As a global energy leader already, the United States has demonstrated both the broad and household economic benefits of increased access to natural resources, innovation, competition, and choice.
President Donald Trump’s first national security strategy highlights five ways for the U.S. to improve its energy standing in the world: reduce barriers, promote exports, ensure security, attain universal access, and further our technological edge.
Some detail on how Congress and the Trump administration have a unique opportunity to capitalize on U.S. energy abundance:
Reduce barriers. In response to Trump’s executive order on “Promoting Energy Independence and Economic Growth,” the Environmental Protection Agency, Department of Interior, and Department of Energy released reports documenting agency actions that burden the safe development of domestic energy sources.

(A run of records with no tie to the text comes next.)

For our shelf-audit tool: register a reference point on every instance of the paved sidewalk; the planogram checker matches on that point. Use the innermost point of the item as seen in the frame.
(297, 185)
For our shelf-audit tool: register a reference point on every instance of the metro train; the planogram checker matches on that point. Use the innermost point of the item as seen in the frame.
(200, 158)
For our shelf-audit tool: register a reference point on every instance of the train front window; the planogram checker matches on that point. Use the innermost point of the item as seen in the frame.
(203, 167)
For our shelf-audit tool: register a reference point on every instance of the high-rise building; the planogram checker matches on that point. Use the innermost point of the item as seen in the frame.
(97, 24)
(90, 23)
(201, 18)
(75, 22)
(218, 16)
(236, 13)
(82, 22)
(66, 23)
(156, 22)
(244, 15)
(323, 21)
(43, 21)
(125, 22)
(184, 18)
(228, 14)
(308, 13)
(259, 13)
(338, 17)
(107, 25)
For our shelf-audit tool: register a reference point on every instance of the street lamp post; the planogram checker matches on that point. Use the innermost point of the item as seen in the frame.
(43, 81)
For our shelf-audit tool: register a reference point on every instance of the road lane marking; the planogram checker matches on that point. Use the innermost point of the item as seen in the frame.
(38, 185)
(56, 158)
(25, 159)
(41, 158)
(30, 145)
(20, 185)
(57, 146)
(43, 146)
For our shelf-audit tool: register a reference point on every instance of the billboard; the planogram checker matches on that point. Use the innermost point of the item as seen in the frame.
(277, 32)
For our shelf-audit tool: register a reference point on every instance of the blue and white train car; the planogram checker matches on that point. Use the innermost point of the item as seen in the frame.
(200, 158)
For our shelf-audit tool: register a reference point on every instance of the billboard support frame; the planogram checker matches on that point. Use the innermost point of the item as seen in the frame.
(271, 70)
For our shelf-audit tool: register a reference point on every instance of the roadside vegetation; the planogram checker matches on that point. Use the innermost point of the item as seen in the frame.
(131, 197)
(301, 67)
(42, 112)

In many respects, these documents provide a useful road map to rolling back costly, ineffective regulations and expanding opportunities for new resource development and energy infrastructure. To provide the energy industry with more certainty, Congress should codify changes so they can’t be undone by an administration that is more hostile to energy production.
Promote exports. Providing more energy choices to both producers and consumers will generate jobs and grow the economy. Expediting the permitting process for liquefied natural gas exports is a commonsense reform that would improve national security by increasing global energy supplies and reducing the ability of any one nation to use its control of energy resources to threaten U.S. interests.
Embracing energy dominance should include imports, whether imported oil, ethanol, or solar panels. Cheaper imports would make American businesses more competitive and successful.
Ensure energy security. Many policies that harm consumers have been implemented in the name of improving energy security. Government planning, quotas, subsidies, tariffs, and other market-distorting policies have promoted favoritism, not energy dominance.
Competition and diversification can improve energy security, and the Trump administration should reduce impediments that thwart the private sector’s ability to properly protect the electricity grid and energy infrastructure.
Attain universal energy access. Energy touches every aspect of our lives, from providing a daily sense of comfort to powering the global economy. So having an energy platform that provides choices at competitive prices would only enhance the well-being of families and businesses across the country.
Given America’s energy wealth, the U.S. should be a major supplier to meeting energy needs in the developing world, where more than 1.2 billion people (17 percent of the global population) don’t have access to reliable electricity.
Further America’s technological edge. As demonstrated with smart drilling technologies, innovation unlocks new resources, supplies affordable power, and generates new employment opportunities. Government favoritism, however, is one major source of pumping the brakes on technological innovation.
When the government picks winners through the tax codes or bails out uneconomical power plants, companies focus more on obtaining the next handout and less on reducing costs to be competitive in a market without subsidies.
A variety of energy sources and technologies provide Americans with dependable electricity and transportation fuels. Whether it is conventional fuels, nuclear power, renewable technologies, batteries, or a concept still developing in a lab, America’s entrepreneurial spirit will drive innovation forward without the help of Washington.
As my Heritage Foundation colleague Nile Gardiner writes, Trump’s national security strategy reasserts American leadership.
Thanks to the free market, the U.S. is already a global energy leader. These policy reforms will ensure that America stays there.